Il secondo punto affrontato è stato quello del programma: si è puntato ad un netto ridimensionamento dei titoli proposti (120 titoli, un terzo in meno del solito), per dar modo a tutti di vedere il più possibile (e, immagino, anche per risparmiare), con quattro sezioni competitive: il concorso principale, per il quale si selezioneranno solo anteprime mondiali (cosa non certo così facile, occorre una mole di lavoro e di esperienza notevoli, chiedere a Locarno per referenze), il concorso per i documentari, quello per i cortometraggi e il curioso Zibaldone, sezione competitiva dove verrà inserito di tutto, in qualsiasi formato e durata. Per il resto ci sarà una selezione Fuori concorso con solo 16 titoli e la retrospettiva (non proprio improntata alla scoperta) dedicata a Marlon Brando per il centenario dalla nascita. Una proposta così ridotta comporterà la necessità di non sbagliare niente, perché ovviamente più stretto è il filtro, più quello che si fa passare deve essere di qualità elevata; quindi bisognerà sperare nella capacità di strappare titoli di livello a festival economicamente molto più forti, nonché nel gusto dei selezionatori nello scovare tesori (gusto si spera superiore a quello della locandina scelta per questa edizione, francamente abbastanza scialba), un’impresa dunque decisamente difficile anche per un gruppo rodato e consolidato. Importante sarà, secondo me, non cercare di essere quel che non si è, cercando il glamour e la presenza di star che esulano dallo stile storico del festival e che nemmeno ci si può permettere con il budget disponibile.
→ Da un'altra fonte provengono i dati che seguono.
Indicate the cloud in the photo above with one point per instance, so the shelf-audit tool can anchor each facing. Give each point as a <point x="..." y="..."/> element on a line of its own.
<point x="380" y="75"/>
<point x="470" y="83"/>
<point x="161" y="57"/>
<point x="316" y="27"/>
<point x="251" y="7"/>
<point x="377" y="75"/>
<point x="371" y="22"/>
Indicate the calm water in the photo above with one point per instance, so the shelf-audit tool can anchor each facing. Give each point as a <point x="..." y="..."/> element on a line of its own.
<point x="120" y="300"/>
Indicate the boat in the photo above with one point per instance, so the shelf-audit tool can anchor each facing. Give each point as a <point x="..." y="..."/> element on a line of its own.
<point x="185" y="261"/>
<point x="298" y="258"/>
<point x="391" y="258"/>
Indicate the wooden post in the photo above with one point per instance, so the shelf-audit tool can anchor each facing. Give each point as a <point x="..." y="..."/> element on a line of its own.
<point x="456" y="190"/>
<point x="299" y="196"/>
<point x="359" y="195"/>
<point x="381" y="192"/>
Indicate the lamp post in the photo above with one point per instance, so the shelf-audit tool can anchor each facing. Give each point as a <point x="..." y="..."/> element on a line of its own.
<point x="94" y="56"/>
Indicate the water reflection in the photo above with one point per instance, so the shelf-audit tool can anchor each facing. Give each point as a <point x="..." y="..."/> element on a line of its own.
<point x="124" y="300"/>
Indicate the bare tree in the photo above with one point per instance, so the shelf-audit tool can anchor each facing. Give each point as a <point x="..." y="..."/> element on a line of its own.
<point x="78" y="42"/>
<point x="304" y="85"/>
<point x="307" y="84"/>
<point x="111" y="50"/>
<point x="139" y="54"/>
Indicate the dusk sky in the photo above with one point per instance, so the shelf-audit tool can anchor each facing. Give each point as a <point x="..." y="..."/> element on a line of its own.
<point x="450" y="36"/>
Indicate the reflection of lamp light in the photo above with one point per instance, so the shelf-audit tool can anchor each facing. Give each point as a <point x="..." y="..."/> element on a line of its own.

E nemmeno puntare troppo sul cinema italiano, per il quale c’è già Roma un mese prima, vetrina certo più adatta e appetibile.
Ad ogni modo le mie sono solo speculazioni su un argomento a cui tengo, ma inevitabilmente abbastanza vuote allo stato attuale delle cose, vedremo poi a giochi fatti il risultato. Non voglio fasciarmi troppo la testa a priori, come quella signora che ho incrociato all’ultima edizione del TFF, la quale alla proiezione delle 11 del mattino del primo giorno ha commentato seccata “E’ la peggiore edizione di sempre!”